On 01/10/2010 04:28 PM, Darryl Green wrote:
I haven't done more than read the docs (oh - I also checked the performance thread on sourceforge),but if I understand correctly the current architecture *always* evaluates all attributes so that filtering can be applied (based on the attribute values).
No, not exactly. Attribute values are generated as needed during filtering, so if the filter fails, the unused attributes are not evaluated. If the record passes filtering, the rest of attributes are evaluated. However, one should not count on that behavior in attribute or filter implementation. This is just an internal optimization.

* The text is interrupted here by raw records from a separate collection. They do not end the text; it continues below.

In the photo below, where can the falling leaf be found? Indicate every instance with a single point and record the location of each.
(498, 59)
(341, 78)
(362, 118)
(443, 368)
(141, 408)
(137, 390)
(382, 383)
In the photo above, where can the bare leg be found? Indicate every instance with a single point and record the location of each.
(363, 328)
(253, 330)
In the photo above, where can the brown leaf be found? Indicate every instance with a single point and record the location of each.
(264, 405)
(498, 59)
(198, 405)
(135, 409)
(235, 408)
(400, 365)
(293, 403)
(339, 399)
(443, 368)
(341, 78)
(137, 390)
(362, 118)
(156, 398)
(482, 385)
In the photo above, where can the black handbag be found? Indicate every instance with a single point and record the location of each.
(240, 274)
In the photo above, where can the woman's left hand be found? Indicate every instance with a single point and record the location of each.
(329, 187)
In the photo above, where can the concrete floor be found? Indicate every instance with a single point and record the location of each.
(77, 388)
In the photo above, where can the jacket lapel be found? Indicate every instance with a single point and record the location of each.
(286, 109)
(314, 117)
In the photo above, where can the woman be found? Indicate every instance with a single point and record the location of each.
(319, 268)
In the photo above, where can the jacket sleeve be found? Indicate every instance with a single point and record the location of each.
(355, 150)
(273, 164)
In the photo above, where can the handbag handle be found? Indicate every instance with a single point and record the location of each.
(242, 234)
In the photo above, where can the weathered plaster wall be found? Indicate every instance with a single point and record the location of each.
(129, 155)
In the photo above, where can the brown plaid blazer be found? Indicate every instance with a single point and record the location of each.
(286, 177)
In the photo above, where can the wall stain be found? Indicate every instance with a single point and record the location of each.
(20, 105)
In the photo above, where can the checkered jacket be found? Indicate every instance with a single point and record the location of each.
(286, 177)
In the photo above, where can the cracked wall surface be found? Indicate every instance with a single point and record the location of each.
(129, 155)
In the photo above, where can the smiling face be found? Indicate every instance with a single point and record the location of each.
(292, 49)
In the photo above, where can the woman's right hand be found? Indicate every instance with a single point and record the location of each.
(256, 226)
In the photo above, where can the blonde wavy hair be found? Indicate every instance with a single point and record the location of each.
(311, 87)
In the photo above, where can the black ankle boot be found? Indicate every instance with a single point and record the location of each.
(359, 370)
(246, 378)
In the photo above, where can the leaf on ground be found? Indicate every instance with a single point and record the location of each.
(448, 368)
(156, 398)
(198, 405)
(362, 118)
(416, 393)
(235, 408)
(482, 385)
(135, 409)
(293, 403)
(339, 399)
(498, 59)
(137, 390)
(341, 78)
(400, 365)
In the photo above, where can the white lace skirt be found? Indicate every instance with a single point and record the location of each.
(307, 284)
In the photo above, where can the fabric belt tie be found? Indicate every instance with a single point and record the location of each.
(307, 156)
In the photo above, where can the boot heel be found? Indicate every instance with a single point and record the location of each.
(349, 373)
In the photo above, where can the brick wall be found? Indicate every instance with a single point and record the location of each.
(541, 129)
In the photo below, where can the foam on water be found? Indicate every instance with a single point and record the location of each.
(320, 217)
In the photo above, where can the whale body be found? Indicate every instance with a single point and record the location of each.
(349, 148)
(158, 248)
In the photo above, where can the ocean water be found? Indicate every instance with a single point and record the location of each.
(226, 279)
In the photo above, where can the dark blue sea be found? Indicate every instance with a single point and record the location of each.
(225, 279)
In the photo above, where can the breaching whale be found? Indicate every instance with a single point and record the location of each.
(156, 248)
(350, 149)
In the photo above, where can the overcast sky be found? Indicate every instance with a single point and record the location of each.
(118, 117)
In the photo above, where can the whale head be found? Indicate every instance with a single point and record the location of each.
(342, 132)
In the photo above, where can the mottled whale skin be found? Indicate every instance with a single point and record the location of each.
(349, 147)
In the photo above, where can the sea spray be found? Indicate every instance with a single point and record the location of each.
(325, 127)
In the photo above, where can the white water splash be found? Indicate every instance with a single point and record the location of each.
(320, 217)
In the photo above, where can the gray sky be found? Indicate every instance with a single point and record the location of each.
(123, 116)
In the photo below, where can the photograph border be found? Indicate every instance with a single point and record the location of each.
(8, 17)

It appears from the example of adding an uptime attribute that the attribute value is heap allocated and a shared ptr returned. Presumably, to avoid issues with allocator performance in general and heap contention in particular, a custom allocator should be used for "lightweight" attributes?

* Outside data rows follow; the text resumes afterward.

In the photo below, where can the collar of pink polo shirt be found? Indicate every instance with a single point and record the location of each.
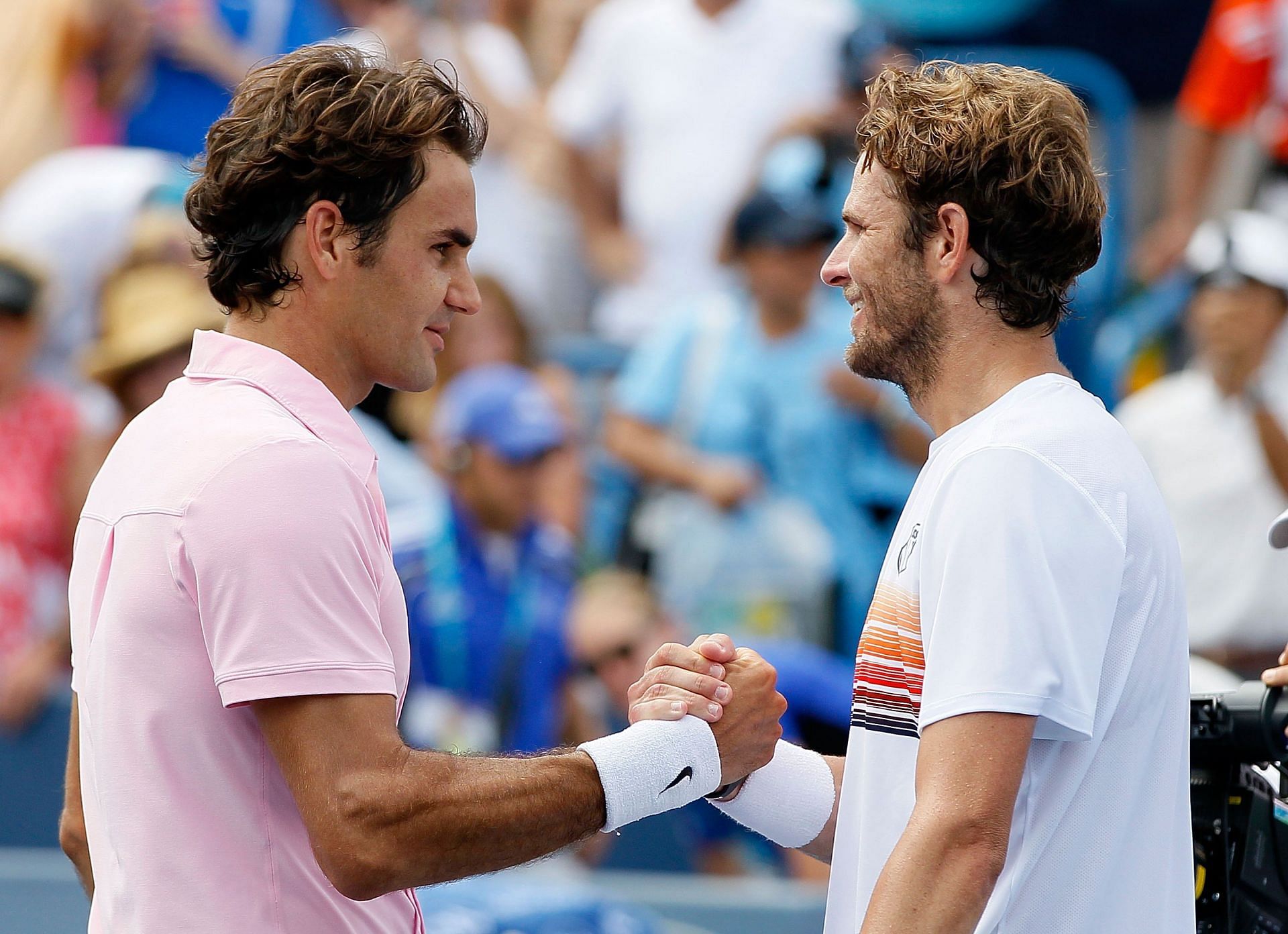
(222, 357)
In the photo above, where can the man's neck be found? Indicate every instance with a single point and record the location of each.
(974, 374)
(281, 329)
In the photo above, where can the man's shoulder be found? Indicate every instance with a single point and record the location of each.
(169, 455)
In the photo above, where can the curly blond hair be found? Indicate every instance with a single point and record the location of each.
(323, 123)
(1013, 148)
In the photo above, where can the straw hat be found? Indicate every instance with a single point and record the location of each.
(148, 311)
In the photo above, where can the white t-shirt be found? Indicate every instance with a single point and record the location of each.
(1208, 459)
(693, 101)
(1034, 571)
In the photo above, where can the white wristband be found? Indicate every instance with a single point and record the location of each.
(789, 800)
(655, 766)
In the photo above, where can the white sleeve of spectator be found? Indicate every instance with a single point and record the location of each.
(281, 554)
(1019, 585)
(585, 103)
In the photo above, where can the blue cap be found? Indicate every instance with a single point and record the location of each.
(501, 406)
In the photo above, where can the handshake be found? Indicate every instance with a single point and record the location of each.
(733, 690)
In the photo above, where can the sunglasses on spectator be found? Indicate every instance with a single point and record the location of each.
(592, 666)
(18, 291)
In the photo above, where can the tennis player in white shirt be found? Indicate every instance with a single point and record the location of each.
(1019, 746)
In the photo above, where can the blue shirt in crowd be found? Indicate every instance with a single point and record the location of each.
(487, 624)
(710, 371)
(176, 106)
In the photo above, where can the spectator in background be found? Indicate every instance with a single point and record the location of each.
(745, 388)
(150, 313)
(1215, 437)
(201, 49)
(487, 582)
(46, 47)
(75, 214)
(47, 462)
(1233, 79)
(529, 228)
(500, 335)
(691, 92)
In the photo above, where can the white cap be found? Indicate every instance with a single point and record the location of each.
(1242, 244)
(1279, 531)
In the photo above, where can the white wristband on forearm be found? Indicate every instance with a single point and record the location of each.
(789, 800)
(655, 766)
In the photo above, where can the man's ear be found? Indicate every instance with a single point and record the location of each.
(951, 253)
(325, 239)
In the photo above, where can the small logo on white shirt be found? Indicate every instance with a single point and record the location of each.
(906, 552)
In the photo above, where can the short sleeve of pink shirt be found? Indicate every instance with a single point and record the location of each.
(286, 576)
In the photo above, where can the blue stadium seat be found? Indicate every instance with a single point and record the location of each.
(32, 777)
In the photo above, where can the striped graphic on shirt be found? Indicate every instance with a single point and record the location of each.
(890, 665)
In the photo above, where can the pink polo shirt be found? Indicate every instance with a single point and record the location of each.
(233, 548)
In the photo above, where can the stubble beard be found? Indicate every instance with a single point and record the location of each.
(901, 334)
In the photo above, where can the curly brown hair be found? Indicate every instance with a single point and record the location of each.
(323, 123)
(1013, 148)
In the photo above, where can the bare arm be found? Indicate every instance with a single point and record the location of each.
(612, 250)
(1274, 444)
(821, 847)
(1193, 165)
(942, 872)
(384, 817)
(71, 825)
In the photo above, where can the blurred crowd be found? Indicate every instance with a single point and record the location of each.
(648, 432)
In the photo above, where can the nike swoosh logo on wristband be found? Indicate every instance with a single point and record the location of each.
(687, 772)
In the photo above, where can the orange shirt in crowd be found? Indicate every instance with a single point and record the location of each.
(1240, 71)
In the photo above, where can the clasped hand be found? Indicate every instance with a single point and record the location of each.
(731, 688)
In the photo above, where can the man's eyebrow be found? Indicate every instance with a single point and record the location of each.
(453, 234)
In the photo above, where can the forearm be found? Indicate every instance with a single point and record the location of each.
(441, 817)
(1194, 155)
(593, 197)
(651, 451)
(936, 880)
(821, 847)
(71, 825)
(1274, 444)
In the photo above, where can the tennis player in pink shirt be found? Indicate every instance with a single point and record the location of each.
(239, 634)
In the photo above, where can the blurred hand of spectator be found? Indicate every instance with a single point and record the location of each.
(724, 483)
(1278, 676)
(193, 34)
(1162, 246)
(614, 254)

Memory allocation issue is one of my concerns, However, my current point of view is that memory allocator is orthogonal to the library. There may be different solutions, such as using a faster allocator, like tcmalloc from Google, or use memory pooling inside attributes as they generate values. Besides, some attributes don't allocate memory for values.

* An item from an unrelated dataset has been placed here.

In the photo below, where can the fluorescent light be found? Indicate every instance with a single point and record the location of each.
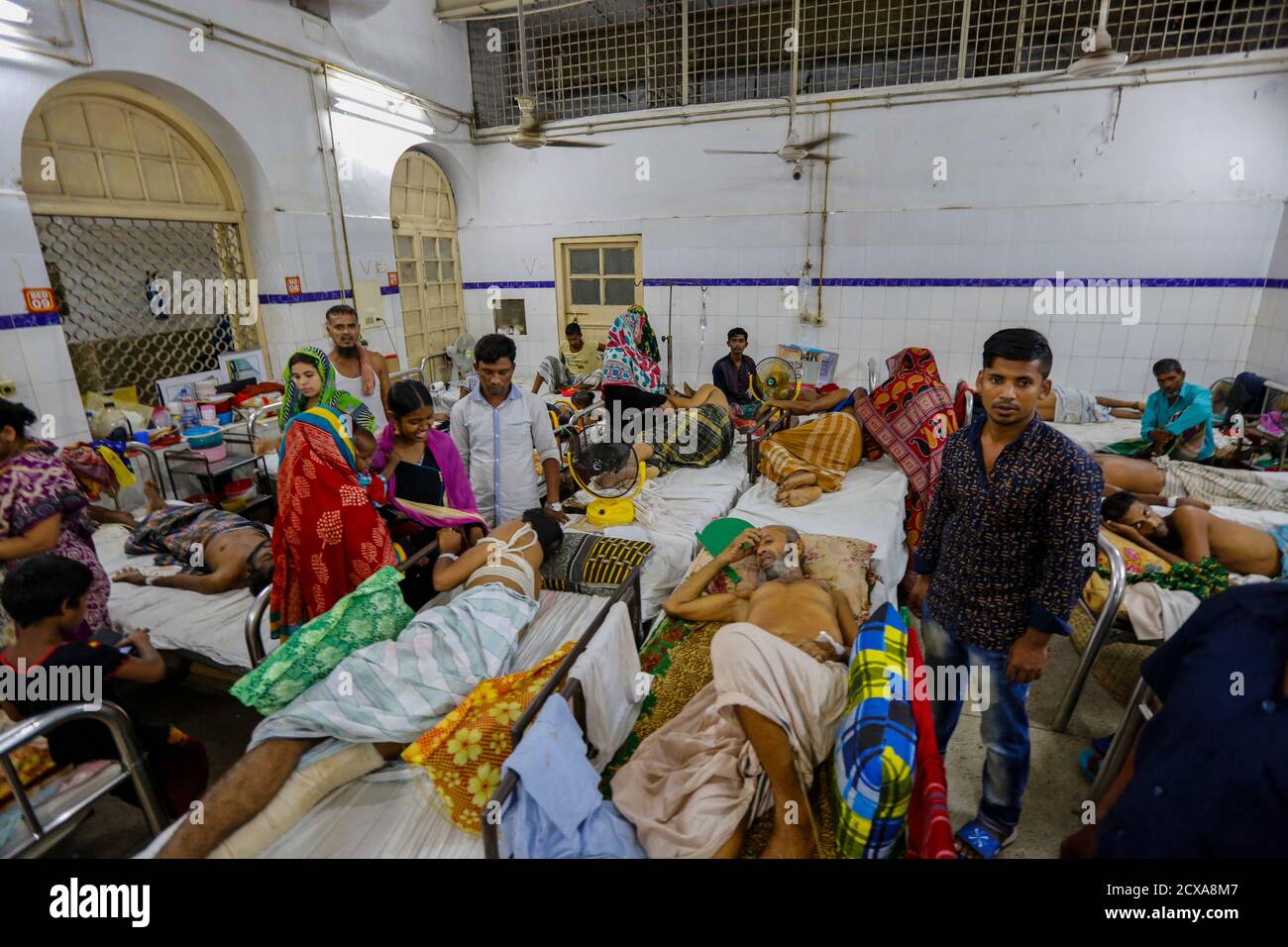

Even with the use of constant attributes, is seems filtering performance is inherently not as good as a system which takes advantage of the constant nature of filtering attributes by performing early evaluation of filters and caching the result where possible. Specifically, in the case where the logger "identity" comprised of a set of constant attributes associated with the log, is established at logger construction, it should be possible to determine whether the filter (assuming the filter itself does not change) will always match or never match at that time. Caching this result means that the evaluation of the filter is simply the evaluation of a bool. Potentially, this could be implemented within the proposed logging design by making an "identity" attribute that caches internally in this way and using it as the only attribute for loggers and filters that require high performance when the logger is disabled.
Is this a reasonable approach to take? The main problem I see is that in general filters are not constant and this would need some sort of filter/attribute interaction to force reevaluation when the filter is "newer" than the cached bool result.
The other, and the most critical obstacle to follow this approach is that there's no distinction between attribute values that came from loggers and other sets. Also, filters don't interact with attributes, but rather with their values, which often are different and independent objects. Besides, one of the most frequent filtering rejections is when severity level is not high enough, and severity level is not constant. I don't think that caching would help here. But in case of channel logging, I agree, this could give some performance boost. However, right now I don't see how I could implement that without major architecture changes. It's worth thinking over, though.